The facilities manager of Mackey Auditorium called us. Mackey was going to be remodeled and would have all new seats. Would we like some of the old seats? Guess what we answered.

 

So, we opened King Lear in a brand new theatre financed in part by a $20,000 line-item grant from the city; The audience sat in upholstered seats on risers that permitted excellent sight-lines. And it got even better still. One of our actors had just bought a number of lighting instruments dirt cheap from another company; they were selling them because it was impossible to focus them. We bought them from him—cheap. It turned out they could not be focused because they all had the wrong bulbs in them. So we bought the right bulbs (They cost more than the instruments).
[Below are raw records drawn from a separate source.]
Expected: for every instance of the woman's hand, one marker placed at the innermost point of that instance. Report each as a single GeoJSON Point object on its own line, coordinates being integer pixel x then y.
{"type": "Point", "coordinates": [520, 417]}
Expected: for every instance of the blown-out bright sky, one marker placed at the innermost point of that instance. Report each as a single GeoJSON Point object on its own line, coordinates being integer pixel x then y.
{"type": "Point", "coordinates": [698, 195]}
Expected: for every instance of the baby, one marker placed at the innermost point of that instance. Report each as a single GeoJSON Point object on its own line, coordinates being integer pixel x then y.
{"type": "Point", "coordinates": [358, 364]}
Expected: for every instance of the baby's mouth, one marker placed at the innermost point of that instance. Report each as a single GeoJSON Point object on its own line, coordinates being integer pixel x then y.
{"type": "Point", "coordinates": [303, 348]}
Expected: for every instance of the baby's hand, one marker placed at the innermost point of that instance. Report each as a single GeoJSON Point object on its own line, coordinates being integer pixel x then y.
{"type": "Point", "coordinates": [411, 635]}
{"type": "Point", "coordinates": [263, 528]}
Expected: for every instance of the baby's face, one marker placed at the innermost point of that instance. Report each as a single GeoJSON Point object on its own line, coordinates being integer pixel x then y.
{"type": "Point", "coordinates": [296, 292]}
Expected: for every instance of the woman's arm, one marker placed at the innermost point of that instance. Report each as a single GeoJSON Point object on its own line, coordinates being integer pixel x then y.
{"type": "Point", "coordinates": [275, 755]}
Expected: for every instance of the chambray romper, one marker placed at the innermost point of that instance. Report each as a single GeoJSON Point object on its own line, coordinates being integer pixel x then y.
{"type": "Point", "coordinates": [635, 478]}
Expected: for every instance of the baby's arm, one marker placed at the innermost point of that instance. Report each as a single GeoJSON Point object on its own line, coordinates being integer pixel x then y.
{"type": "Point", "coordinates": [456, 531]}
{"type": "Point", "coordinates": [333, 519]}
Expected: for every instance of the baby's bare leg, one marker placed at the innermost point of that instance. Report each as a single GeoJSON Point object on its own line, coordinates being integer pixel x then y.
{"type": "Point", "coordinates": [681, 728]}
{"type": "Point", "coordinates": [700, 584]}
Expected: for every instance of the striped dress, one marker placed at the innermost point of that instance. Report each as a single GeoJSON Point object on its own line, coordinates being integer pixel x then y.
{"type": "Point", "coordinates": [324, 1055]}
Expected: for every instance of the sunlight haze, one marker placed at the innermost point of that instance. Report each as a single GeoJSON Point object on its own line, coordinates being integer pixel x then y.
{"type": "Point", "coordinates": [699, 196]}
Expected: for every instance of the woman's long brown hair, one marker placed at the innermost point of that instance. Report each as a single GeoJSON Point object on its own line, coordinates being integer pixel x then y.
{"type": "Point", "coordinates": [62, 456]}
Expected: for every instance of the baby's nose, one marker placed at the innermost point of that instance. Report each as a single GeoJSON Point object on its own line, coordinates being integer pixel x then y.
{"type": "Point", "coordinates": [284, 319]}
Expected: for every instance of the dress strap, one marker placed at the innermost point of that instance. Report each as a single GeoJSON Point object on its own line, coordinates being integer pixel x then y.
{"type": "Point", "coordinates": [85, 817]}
Lear (Richard Bell) in King Lear (1986)
Lear (Richard Bell) in King Lear (1986)
What could possibly go wrong? Well, I was playing Lear. I did two performances, Friday and Saturday, of our opening weekend. And then I had a heart attack. That sort of limited my ability to continue in the role. So, what to do? We could have simply decided that our run was over. Yes, we would have lost the expected income from some half-dozen scheduled performances, but there were no future costs. The Guild would not have charged us for the scheduled nights we would skip. We could have survived to do our next show. Perhaps.

 

Lear (Richard Bell) and others in King Lear (1986)
Lear (Richard Bell) and others in King Lear (1986)
But: “The show must go on.” That’s not just a slogan. For us it is pretty nearly a religious commandment. So, the director, Joan Kuder Bell, found someone to replace me. She called Jack Crouch, who had been the chair of the department of speech and drama at CU and the founder of the Colorado Shakespeare Festival, and asked him if he would take on the part. His response was something like: “How do you say no to a request like that?” He carried a script, he wore a black suit, and he did the role. Whatever he lacked in preparation and rehearsal he made up in his really impressive stage presence and his understanding of the role and the play.

 

“How do you say no to a request like that?” In the 35 year history of The Upstart Crow we have had a half-dozen such occasions; times when an actor simply couldn’t do the role they were cast in. In every case we have asked someone else to take over the role, either just for tonight or for the rest of the run. No one has ever said no. We really are something like a cult.

 

I never saw Jack as Lear. I wasn’t out of bed till after the show closed but it must have worked: audiences were good, people liked the show. That was April. That summer the Shakespeare Festival did Lear with Dudley Knight, a famed Shakespearean actor, in the title role. And there was a party that summer that Knight, and Crouch, and I attended. Three actors who had played Lear within the last few months. Guess what we talked about. Has that ever happened before or since?